And graph structure based on full dialog coreference

Then, the two graph structures are respectively input into a graph convolution neural network, and a text hidden layer sequence G is output ^D And G ^C 。

Further, the expression calculated by the graph convolution neural network of each layer of the graph convolution neural network in S5 is:

wherein, f (H) _v ^(l+1) ,A ^v ) Represents a convolution of each layer of the graph, for

Or

A ^d Each representing a respective corresponding adjacency matrix,

adding an identity matrix I for the corresponding degree matrix ^d To obtain

Accordingly, a corresponding degree matrix is obtained

So as to facilitate normalization operation, wherein l is the number of layers of the graph convolution neural network,

convolution of the hidden state of the neural network for the l-th layer,

further, the expression calculated by each layer of the graph convolution neural network in S2 is:

wherein, f (H) _v ^(l+1) ,A ^v ) Representing each layer of graph convolution; a. The ^v Is composed of

I, j respectively represent

The number of nodes i, j,

is A ^v The value of the ith row and jth column;

is composed of

The degree matrix of (c) is,

is D ^v The value of the ith row and ith column; in order to make the model capable of considering the node self-expression, an identity matrix I is added ^v To obtain

Accordingly, a corresponding degree matrix is obtained

To facilitate normalization operations; l is the number of layers of the graph convolution neural network,

convolution of the hidden state of the neural network for the l-th layer,

v is the representation of the original video sequence,

are trainable weights.

Furthermore, when a multi-layer Transformer model based on a GPT-2 architecture is processed, the method in S3 is required to be carried out

Inputting into linear full-connection layer, and projecting output result into S6

And (3) splicing the two to obtain a complete multi-modal input representation by using the same vector space, and then inputting the complete multi-modal input representation into a pre-training language model GPT-2.

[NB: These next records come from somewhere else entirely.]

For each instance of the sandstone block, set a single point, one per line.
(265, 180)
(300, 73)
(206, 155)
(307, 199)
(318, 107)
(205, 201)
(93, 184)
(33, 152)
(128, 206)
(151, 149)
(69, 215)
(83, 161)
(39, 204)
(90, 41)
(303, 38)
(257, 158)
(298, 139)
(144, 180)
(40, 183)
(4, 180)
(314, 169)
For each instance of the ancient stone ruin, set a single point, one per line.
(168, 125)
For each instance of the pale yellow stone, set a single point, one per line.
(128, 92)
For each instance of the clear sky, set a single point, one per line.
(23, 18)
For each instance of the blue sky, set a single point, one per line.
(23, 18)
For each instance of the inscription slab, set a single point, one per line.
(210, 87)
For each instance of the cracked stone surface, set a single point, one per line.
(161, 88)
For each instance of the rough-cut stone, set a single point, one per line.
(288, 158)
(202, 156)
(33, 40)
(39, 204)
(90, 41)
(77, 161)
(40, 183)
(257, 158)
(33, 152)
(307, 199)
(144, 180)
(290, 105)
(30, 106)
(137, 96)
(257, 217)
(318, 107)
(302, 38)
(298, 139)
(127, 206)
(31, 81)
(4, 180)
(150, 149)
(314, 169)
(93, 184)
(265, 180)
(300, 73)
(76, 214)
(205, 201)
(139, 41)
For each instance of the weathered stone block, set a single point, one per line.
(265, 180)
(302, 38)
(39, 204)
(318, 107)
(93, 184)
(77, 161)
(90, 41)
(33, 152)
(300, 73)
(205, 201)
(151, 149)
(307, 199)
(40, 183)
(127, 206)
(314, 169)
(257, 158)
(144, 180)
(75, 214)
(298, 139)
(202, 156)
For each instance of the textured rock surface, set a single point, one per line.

Preferably, the GPT-2 architecture-based multi-layer transform model in S7 is formed by stacking 12 layers of transform decoder modules with a multi-head attention mechanism with masks.

Further, the multi-layer transform model based on the GPT-2 architecture is trained by using a negative log-likelihood loss function in a training process, and the training process comprises the following steps:

based on audio and video characteristics V, title C and conversation history H _＜n And the current problem Q _n Generating answers

By minimizing the negative log-likelihood loss function, the probability that the next word output is the corresponding word of the source sequence is maximized:

wherein the content of the first and second substances,

represents the answer R _n The first j-1 words of (a), theta refers to the trainable model parameters, (V, C, H, Q) set is sampled from the entire training set D, E _{(V,C,H,Q,R)～D} Indicating a desire.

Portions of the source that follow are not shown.